MongoDB replica set on swarm mode

Luc Juggery
@lucjuggery
Published in
6 min readSep 26, 2016

In this article we will see how we can deploy a 3 nodes MongoDB replica set (1 primary and 2 secondaries) in a Docker swarm cluster created with swarm mode.

Swarm mode: quick introduction

Basically, swarm mode is one of the great features of Docker 1.12, this is an optional mode of the Docker engine that enables to create a secure cluster very easily.

If you are not that familiar with swarm mode yet, Docker documentation will help you to get started in no time.

MongoDB replica set: quick introduction

A replica set in MongoDB is a group of mongod processes that maintain the same data set. Replica sets provide redundancy and high availability, and are the basis for all production deployments.

If you want to have details of this architecture, the official web site is full of details, schemas, examples, … Definitely worth a read.

One of the simplest setup of a replica set is the following one (made up of 1 primary and 2 secondaries).

Why a MongoDB replica set on swarm mode ?

Introduced in Docker 1.12, swarm mode is a really hot topic since a couple of months as it makes docker cluster creation a breeze. Additionally when a service is deployed on a swarm it gets some great features out of the box, among them:

  • replicated across nodes
  • dns load balancer
  • automatically rescheduled in case of failure
  • declarative service model

The purpose of this article is to test how MongoDB behaves when running a production like environment (replica set) using Docker Swarm.

Creation of our swarm cluster

In order to quickly setup a swarm cluster, please check the following article that will help to create a 2 managers + 2 workers swarm.

Now that we have the nodes setup, what is the strategy we can use to deploy our MongoDB replica set ?

Setting up our mongo services

One possible way to setup a replica set on a swarm cluster is to define one service per replica’s member (one service for the primary, and on service for each of the secondaries) and another service that will be in charge to configure this replica set.
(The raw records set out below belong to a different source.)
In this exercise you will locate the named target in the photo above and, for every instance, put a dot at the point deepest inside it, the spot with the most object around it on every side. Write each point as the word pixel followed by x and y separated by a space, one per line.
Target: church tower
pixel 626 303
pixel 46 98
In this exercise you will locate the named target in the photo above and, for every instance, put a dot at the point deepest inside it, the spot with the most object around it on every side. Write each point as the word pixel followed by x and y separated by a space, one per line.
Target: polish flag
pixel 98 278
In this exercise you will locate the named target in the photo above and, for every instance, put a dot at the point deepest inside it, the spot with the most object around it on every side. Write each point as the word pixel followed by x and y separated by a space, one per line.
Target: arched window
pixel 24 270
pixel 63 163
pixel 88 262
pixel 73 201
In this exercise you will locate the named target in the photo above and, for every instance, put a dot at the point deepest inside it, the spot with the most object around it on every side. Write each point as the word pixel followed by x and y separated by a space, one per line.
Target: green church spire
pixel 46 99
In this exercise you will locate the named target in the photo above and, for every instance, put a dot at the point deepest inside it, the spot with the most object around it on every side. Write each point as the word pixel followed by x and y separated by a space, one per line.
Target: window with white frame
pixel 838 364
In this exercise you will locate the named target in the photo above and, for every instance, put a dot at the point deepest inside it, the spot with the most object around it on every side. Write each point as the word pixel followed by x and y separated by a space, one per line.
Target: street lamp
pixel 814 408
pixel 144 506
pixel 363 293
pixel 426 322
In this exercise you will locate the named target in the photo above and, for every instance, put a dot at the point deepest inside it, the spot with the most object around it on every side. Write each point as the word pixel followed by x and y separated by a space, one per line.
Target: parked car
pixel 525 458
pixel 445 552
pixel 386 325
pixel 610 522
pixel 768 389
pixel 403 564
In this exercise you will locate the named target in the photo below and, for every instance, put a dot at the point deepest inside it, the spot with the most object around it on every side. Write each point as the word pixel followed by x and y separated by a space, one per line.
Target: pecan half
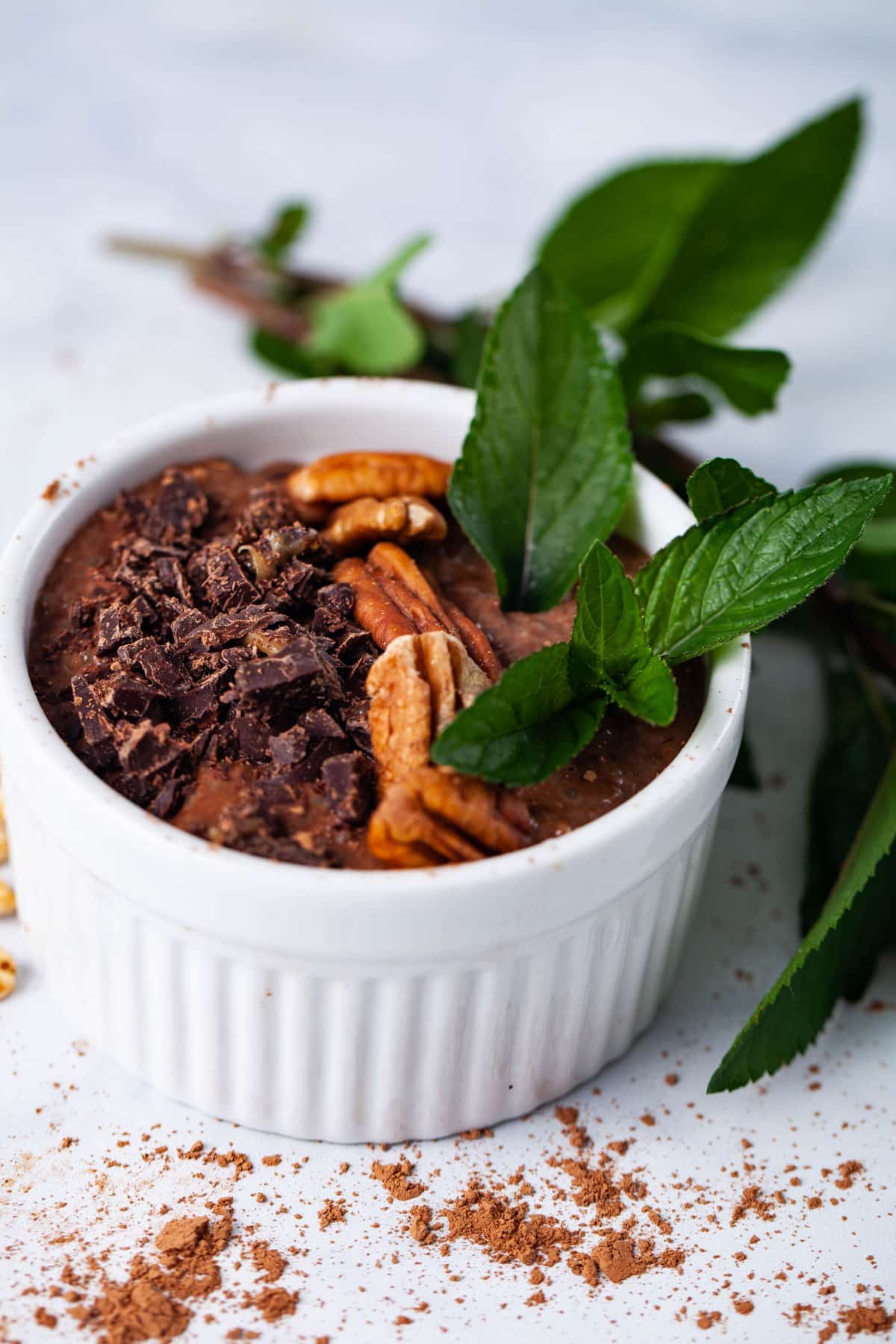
pixel 393 597
pixel 402 517
pixel 348 476
pixel 417 687
pixel 435 815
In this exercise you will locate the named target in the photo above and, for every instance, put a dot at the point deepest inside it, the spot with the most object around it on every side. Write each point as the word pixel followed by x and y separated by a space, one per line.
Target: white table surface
pixel 474 121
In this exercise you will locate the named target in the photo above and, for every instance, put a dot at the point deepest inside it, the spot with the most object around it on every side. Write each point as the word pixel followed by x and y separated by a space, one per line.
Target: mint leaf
pixel 366 329
pixel 523 729
pixel 756 226
pixel 609 650
pixel 721 485
pixel 470 331
pixel 285 355
pixel 546 465
pixel 835 957
pixel 284 230
pixel 739 571
pixel 613 242
pixel 748 379
pixel 682 408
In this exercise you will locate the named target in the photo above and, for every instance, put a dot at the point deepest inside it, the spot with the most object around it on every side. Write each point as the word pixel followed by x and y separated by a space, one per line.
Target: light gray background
pixel 474 120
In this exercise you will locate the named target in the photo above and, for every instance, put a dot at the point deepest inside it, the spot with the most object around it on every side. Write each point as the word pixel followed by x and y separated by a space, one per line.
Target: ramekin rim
pixel 721 717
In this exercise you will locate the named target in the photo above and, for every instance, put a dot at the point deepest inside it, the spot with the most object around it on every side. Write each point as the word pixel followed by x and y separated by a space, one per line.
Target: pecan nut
pixel 348 476
pixel 402 517
pixel 393 597
pixel 417 687
pixel 435 815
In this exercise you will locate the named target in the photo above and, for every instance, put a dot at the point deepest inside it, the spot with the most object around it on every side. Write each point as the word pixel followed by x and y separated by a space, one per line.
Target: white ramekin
pixel 344 1006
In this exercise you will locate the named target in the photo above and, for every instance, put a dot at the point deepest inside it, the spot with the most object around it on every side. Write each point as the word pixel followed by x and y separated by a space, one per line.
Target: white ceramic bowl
pixel 344 1006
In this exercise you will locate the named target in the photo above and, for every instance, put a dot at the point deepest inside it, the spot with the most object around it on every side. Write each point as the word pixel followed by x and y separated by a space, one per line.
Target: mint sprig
pixel 741 571
pixel 366 327
pixel 724 577
pixel 748 379
pixel 722 484
pixel 609 648
pixel 840 949
pixel 527 726
pixel 546 465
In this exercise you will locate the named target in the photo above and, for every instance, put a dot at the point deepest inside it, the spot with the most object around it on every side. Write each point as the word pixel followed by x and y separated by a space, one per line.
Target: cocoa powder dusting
pixel 395 1179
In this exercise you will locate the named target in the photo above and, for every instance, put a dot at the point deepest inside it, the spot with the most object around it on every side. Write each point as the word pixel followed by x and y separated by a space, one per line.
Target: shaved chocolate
pixel 160 665
pixel 304 667
pixel 180 507
pixel 289 747
pixel 117 624
pixel 148 749
pixel 125 697
pixel 225 585
pixel 348 783
pixel 94 725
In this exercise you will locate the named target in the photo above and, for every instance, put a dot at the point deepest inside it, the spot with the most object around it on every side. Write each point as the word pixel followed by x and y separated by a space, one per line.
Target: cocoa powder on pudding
pixel 228 698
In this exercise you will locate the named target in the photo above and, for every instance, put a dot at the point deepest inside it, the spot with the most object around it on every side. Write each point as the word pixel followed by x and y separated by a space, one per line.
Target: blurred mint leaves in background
pixel 671 257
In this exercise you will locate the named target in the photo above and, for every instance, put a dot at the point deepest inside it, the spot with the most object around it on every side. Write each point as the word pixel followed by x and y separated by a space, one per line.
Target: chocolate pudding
pixel 195 650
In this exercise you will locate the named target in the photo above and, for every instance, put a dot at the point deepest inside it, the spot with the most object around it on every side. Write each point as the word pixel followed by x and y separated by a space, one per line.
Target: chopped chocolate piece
pixel 289 747
pixel 119 624
pixel 168 797
pixel 267 510
pixel 253 735
pixel 200 699
pixel 160 665
pixel 319 724
pixel 337 598
pixel 355 644
pixel 225 585
pixel 94 725
pixel 302 665
pixel 358 726
pixel 148 749
pixel 172 578
pixel 180 508
pixel 125 695
pixel 296 585
pixel 348 783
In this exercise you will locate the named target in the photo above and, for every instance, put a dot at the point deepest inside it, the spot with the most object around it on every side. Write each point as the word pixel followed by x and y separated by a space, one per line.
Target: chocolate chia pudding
pixel 205 647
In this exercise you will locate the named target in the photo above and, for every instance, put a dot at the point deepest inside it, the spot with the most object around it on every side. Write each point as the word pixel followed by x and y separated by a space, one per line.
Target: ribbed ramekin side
pixel 379 1051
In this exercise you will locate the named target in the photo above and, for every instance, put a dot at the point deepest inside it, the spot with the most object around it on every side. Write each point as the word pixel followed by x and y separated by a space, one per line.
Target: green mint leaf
pixel 721 485
pixel 736 573
pixel 526 727
pixel 470 331
pixel 682 409
pixel 748 379
pixel 756 226
pixel 613 242
pixel 849 927
pixel 609 650
pixel 285 355
pixel 284 230
pixel 874 561
pixel 546 465
pixel 366 329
In a compose file, that could look like:

version: ‘2’
services:
rs1:
image: mongo:3.2
command: mongod — replSet “rs0”
rs2:
image: mongo:3.2
command: mongod — replSet “rs0”
rs3:
image: mongo:3.2
command: mongod — replSet “rs0”
rs:
image: lucj/mongors

Each service among rs1, rs2, rs3 is based on mongo:3.2 image and ran with mongod -replSet “rs0” command to specify the mongod instance is part of the replica set named rs0.

The fourth service, named rs and based on lucj/mongors image. It is built with the following Dockerfile.

FROM mongo:3.2
COPY init.sh /tmp/init.sh
CMD /tmp/init.sh

The image is based on the official mongo:3.2 image available from Docker Hub, and uses a simple init.sh shell script that will be triggered at startup.

# Make sure 3 replicas availablefor rs in rs1 rs2 rs3;do
mongo --host $rs --eval 'db'
if [ $? -ne 0 ]; then
exit 1
fi
done

# Connect to rs1 and configure replica set if not done
status=$(mongo --host rs1 --quiet --eval 'rs.status().members.length')if [ $? -ne 0 ]; then
# Replicaset not yet configured
mongo --host rs1 --eval 'rs.initiate({ _id: "rs0", version: 1, members: [ { _id: 0, host : "rs1" }, { _id: 1, host : "rs2" }, { _id: 2, host : "rs3" } ] })';
fi

Basically, this script will make sure the 3 mongod instances are up and running and will then configure the replica set if not already configured.

Let’s test this against our newly created swarm… Wait a minute ! This is not possible as compose file cannot be ran on a swarm running in swarm mode, DAB (distributed application bundle) must be used instead.

No problem, let’s create our DAB from this compose file. It’s as simple as:

$ docker-compose bundle
Wrote bundle to mongors.dab

Our mongors.dab file is the following one

{
"Services": {
"rs": {
"Image": "lucj/mongors@sha256:1e31dad5a4ea5e9ecc0681f775d0caa6a53e0b3bc04ad76aa82660aed3d39f66",
"Networks": [
"default"
]
},
"rs1": {
"Args": [
"mongod",
"--replSet",
"rs0"
],
"Image": "mongo@sha256:8ff7bd4acdb123e3922a7fae7f73efa35fba35af33fad0de946ea31370a23cc4",
"Networks": [
"default"
]
},
"rs2": {
"Args": [
"mongod",
"--replSet",
"rs0"
],
"Image": "mongo@sha256:8ff7bd4acdb123e3922a7fae7f73efa35fba35af33fad0de946ea31370a23cc4",
"Networks": [
"default"
]
},
"rs3": {
"Args": [
"mongod",
"--replSet",
"rs0"
],
"Image": "mongo@sha256:8ff7bd4acdb123e3922a7fae7f73efa35fba35af33fad0de946ea31370a23cc4",
"Networks": [
"default"
]
}
},
"Version": "0.1"
}

In the current version of DAB, this is not possible to add parameters such as --restart-max-attempts to specify the number of time a service will restart when it fails.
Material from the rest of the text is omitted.